Searching by Location

Performing a radial search using our Events API's within parameter is a common way to find events that impact your locations of interest. See our guide on radial searches and the within search parameter.

Which events are returned by a radial search depends on their location and geometry type. The image below shows the result of the example radial search performed in Control Center: A 4-mile radius around a point in Brooklyn, New York, USA - the search area is the blue circle.

LOCATION AND GEOMETRY TYPERADIAL SEARCH MATCHING CRITERION

Point event with Point geometry

Returned if their point falls within the specified radius. In the image below, matching point events are the dots within the blue circle.

Area event with Polygon or MultiPolygon geometry

Returned if any part of the polygons intersect with the specified radius. In the image below, matching events with polygons intersect with the blue circle.
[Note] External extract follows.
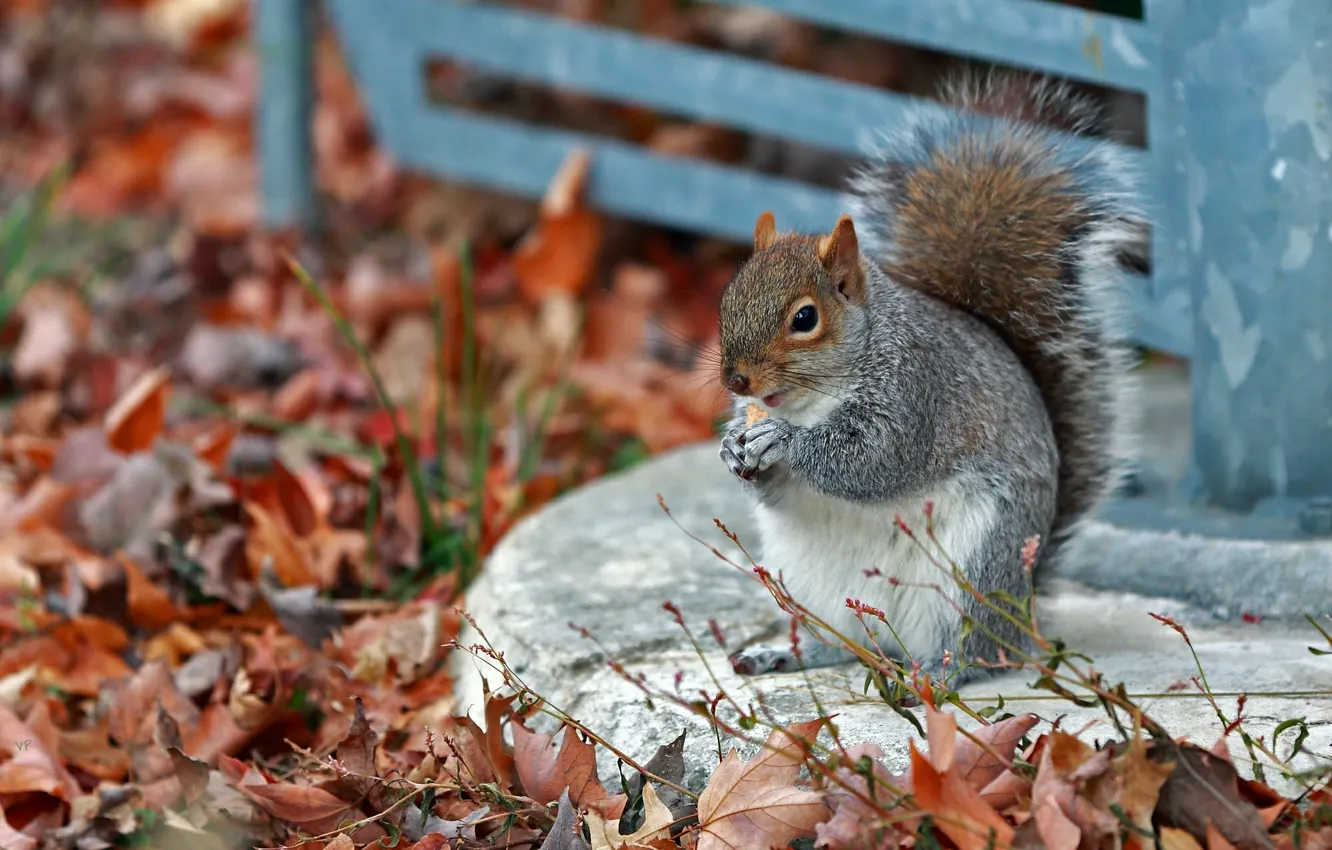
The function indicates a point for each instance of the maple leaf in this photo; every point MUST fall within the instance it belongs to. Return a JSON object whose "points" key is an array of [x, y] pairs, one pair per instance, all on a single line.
{"points": [[967, 820], [558, 256], [545, 774], [1142, 778], [757, 804], [653, 833]]}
Area event with Point geometry

Returned if the radial search location (the provided lat,lon coordinates regardless of radius) is a child place of the area event's place. In the image below, the dot outside the blue circle is an area event without a polygon. This event covers all of New York City, and since the radial search's location is in Brooklyn, a child place of New York City, this area event was returned also.

We recommend that if you are looking for events around a location like a store, hotel, or other bricks and mortar location, you use a radial search (a within query) to find events that impact you.

In order to set your radius we recommend using the Suggested Radius API. Call the Suggested Radius API and supply the latitude and longitude of the location and use that radius to look for events around a location. The Suggested Radius API is powered by a machine learning model that looks at factors like population density, the events around a location, the customer’s industry, and many other factors to determine the ideal radius.

You can also search for events occurring, in particular, Geonames Places using the place.scope parameter with Place ids. In our Severe-Weather Events Data Engineering notebook, we provide code examples to find Place ids for your locations of interest.